Press Release

Stop The HIT Coalition Submits Comments on Cadillac Tax

WASHINGTON, D.C. (May 14, 2015) – The Stop The HIT Coalition, a broad-based group representing the nation’s small business owners, their employees and the self-employed, submitted comments to the Internal Revenue Service (IRS) today regarding the excise tax on high cost employer-sponsored health coverage, also known as the Cadillac tax.

In the comments the Coalition notes: “The small business health insurance tax (HIT) will push businesses closer to the Cadillac tax thresholds [and] the HIT should be excluded from the premium thresholds of the Cadillac tax. Otherwise, businesses will be double taxed for their health insurance. This solution would consistently avoid double taxation, and provide some relief for small businesses from the Cadillac tax.”

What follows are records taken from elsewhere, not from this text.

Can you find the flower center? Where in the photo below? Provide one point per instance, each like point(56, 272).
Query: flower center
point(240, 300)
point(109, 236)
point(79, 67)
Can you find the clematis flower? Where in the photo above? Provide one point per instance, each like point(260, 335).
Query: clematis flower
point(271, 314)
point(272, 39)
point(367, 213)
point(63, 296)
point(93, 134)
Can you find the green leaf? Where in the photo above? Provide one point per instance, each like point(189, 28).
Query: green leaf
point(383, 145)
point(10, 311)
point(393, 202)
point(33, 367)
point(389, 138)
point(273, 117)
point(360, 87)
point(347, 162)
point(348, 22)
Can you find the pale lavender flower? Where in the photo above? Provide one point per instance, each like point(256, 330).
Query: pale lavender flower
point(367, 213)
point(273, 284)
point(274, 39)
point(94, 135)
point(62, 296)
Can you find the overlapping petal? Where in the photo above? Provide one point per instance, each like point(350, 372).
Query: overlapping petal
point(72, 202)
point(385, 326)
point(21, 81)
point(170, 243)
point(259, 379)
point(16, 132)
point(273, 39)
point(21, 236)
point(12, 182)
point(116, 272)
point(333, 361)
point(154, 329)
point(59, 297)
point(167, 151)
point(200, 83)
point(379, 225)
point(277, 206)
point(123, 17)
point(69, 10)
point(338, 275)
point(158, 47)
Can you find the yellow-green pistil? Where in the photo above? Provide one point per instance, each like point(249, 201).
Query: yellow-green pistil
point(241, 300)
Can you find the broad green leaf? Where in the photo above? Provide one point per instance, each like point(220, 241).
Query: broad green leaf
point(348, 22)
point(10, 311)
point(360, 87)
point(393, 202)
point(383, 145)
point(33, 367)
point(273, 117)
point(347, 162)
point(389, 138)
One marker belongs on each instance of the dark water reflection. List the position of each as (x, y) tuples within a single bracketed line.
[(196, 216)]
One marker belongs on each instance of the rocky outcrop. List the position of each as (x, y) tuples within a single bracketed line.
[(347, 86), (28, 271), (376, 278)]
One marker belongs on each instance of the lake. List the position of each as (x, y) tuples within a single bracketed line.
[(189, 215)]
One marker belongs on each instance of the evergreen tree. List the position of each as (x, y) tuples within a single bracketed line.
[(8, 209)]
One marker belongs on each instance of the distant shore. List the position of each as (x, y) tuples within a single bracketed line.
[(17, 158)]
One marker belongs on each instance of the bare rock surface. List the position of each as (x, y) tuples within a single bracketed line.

The HIT is an often overlooked small business tax in the Patient Protection and Affordable Care Act (PPACA), which will impose $159 billion in new taxes on the small business community, their employees and the self-employed over the next decade. The HIT does not sunset and is expected to cost each family approximately $5,000 in higher premiums over the decade according to an analysis by former Congressional Budget Office (CBO) Director Douglas Holtz-Eakin. This year alone the tax will collect $11 billion from Main Street.

The HIT would reduce private sector employment by between 152,000 and 286,000 by 2023, according to a study by the National Federation of Independent Business Research Foundation. Roughly 57 percent of these job losses will fall on small businesses. The survey also showed that the added tax would reduce U.S. real output (sales) in 2023 by between $20 billion to $33 billion.